When a campaign ends, I always ask myself: Did we get all the coverage we wanted? Did we get all the coverage we could have? Did I do everything I possibly could have? What could I have done better? There’s always more, always better, always harder. Publicity is very hit or miss, there’s no guarantee, there’s the rare instances of getting a “gift” like having a bestselling, powerful novelist get on TV and rave about your book and the rare “breakout” novel of the year situations. In most cases, though, there are just really good books out there, making their way in the world written by amazing authors who simply had to get the story out.
Inevitably, we don’t always get everything we want when it comes to publicity.
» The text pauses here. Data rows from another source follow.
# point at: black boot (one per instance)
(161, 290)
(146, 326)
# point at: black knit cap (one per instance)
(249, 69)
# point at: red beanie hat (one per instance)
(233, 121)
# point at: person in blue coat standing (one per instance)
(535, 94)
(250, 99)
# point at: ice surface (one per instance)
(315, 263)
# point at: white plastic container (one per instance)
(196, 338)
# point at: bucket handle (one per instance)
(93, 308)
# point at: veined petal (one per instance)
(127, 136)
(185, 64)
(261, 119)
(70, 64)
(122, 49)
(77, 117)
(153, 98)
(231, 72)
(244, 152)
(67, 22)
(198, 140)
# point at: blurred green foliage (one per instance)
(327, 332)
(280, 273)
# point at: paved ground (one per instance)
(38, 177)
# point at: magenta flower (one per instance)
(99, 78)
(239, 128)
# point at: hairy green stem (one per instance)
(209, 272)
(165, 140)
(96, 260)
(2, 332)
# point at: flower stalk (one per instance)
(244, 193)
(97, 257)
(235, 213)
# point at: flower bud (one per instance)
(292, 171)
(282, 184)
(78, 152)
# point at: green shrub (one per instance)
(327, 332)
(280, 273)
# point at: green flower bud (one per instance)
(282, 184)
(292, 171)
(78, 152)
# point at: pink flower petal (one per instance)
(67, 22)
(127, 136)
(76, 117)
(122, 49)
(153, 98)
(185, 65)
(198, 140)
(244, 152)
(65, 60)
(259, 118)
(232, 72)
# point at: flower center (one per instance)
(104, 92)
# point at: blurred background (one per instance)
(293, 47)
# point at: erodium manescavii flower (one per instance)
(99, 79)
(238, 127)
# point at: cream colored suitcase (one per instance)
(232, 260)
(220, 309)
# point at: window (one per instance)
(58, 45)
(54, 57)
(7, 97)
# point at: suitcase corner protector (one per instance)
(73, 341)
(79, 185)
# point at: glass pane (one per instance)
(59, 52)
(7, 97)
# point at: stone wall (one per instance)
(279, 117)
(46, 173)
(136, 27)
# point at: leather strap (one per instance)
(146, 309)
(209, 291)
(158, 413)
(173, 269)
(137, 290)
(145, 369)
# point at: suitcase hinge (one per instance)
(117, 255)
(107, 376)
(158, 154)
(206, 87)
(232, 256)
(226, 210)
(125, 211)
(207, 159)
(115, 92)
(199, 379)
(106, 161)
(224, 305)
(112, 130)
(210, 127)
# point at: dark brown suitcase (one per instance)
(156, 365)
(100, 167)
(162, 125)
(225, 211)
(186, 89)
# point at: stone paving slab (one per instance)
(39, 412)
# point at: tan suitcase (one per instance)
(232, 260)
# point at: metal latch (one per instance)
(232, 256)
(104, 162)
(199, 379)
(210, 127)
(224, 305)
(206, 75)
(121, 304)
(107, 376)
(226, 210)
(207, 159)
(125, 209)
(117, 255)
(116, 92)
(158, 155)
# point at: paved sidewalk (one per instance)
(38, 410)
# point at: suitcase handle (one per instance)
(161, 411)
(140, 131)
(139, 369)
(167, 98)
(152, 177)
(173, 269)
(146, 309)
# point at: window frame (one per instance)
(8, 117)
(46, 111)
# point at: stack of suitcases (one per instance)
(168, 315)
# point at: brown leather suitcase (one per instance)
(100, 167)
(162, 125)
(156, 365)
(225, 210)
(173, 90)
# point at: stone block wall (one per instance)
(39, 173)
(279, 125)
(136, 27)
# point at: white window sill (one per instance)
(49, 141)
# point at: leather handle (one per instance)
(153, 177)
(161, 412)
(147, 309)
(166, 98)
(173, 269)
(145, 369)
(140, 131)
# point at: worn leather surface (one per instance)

We try, we try so very hard, we follow these amazing tips and more and it still won’t guarantee coverage or sales or success. If you’re publicist is guaranteeing any of those things, then I say find another publicist. After all, you want reality and hard work and emotional investment on your behalf. This is your novel you’re selling to the world, sharing with the world. Not a used car.
So after it’s all said and done and you’re reflecting on the publicity and the efforts and if you’re unhappy or wanted more or worrying you or your publicist didn’t do enough or what else you or she could have done, then I share this quote from a dear friend of mine, a brilliant writer, a beautiful, inspiring woman:
“It seems to me that a writer has to have a certain amount of faith that things will work out when they are meant to work out, whatever ‘working out’ means, or how that is defined. And a challenging but necessary part of this process is in fact Letting Go.”